Un 42enne di Bitonto è morto nel reparto di Psichiatria del Policlinico di Bari dopo essere stato ricoverato in seguito a un tentativo di suicidio avvenuto tra il 7 e l’8 marzo.
I genitori, assistiti dall’avvocato Michele Pasculli, hanno presentato una denuncia ai carabinieri ipotizzando responsabilità mediche e omissioni nei soccorsi che avrebbero compromesso le possibilità di salvarlo.
L’uomo era stato trovato ferito da un colpo d’arma da fuoco nella sua auto nelle campagne tra Bitonto e Giovinazzo. Dopo il ricovero al San Paolo era stato trasferito al Policlinico, dove era stato sottoposto a un intervento chirurgico ritenuto riuscito e, secondo i familiari, mostrava segni di ripresa e autonomia. Successivamente era stato trasferito nel reparto di Psichiatria. I parenti sostengono che fino a pochi giorni prima del decesso il 42enne stesse bene.

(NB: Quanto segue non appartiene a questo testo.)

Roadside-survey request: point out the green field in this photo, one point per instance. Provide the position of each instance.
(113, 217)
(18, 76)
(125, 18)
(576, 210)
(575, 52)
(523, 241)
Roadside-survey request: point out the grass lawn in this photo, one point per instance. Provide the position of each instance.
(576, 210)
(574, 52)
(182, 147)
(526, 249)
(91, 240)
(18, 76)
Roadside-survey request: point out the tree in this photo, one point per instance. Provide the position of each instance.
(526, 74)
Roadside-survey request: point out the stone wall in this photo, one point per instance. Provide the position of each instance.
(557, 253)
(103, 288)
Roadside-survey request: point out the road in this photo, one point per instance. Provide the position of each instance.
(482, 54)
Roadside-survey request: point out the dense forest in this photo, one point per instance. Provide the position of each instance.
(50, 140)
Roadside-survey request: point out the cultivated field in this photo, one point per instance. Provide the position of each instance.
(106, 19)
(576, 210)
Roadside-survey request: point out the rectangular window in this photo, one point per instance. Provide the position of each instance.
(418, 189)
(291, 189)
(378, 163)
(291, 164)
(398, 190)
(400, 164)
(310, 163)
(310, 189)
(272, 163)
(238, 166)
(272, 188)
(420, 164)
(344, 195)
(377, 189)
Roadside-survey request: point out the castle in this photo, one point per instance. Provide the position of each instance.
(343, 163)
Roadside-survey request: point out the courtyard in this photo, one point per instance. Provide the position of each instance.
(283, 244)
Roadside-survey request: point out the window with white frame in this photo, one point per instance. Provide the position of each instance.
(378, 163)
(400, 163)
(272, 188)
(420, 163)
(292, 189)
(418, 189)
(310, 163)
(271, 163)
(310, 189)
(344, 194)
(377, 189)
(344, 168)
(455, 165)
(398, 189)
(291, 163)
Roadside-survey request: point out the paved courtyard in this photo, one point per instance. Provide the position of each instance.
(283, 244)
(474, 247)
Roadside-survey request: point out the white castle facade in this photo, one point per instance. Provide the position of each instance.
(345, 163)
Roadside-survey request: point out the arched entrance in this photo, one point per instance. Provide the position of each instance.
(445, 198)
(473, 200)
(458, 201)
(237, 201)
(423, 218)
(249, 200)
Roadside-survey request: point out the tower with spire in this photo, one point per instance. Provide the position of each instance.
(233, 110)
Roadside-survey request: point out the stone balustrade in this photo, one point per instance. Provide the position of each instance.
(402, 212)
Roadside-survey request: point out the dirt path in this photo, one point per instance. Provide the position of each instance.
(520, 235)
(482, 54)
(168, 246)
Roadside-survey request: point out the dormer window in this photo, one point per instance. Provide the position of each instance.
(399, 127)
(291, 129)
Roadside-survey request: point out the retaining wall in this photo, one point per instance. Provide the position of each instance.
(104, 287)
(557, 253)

Sabato scorso la famiglia sarebbe stata avvisata di un improvviso peggioramento: arrivati in ospedale, i genitori avrebbero trovato il figlio immobilizzato a letto e incosciente. Secondo quanto denunciato, l’uomo avrebbe avuto una grave emorragia cerebrale e sarebbe poi deceduto. La Procura di Bari potrebbe ora disporre ulteriori accertamenti per chiarire le cause della morte e verificare eventuali responsabilità sanitarie.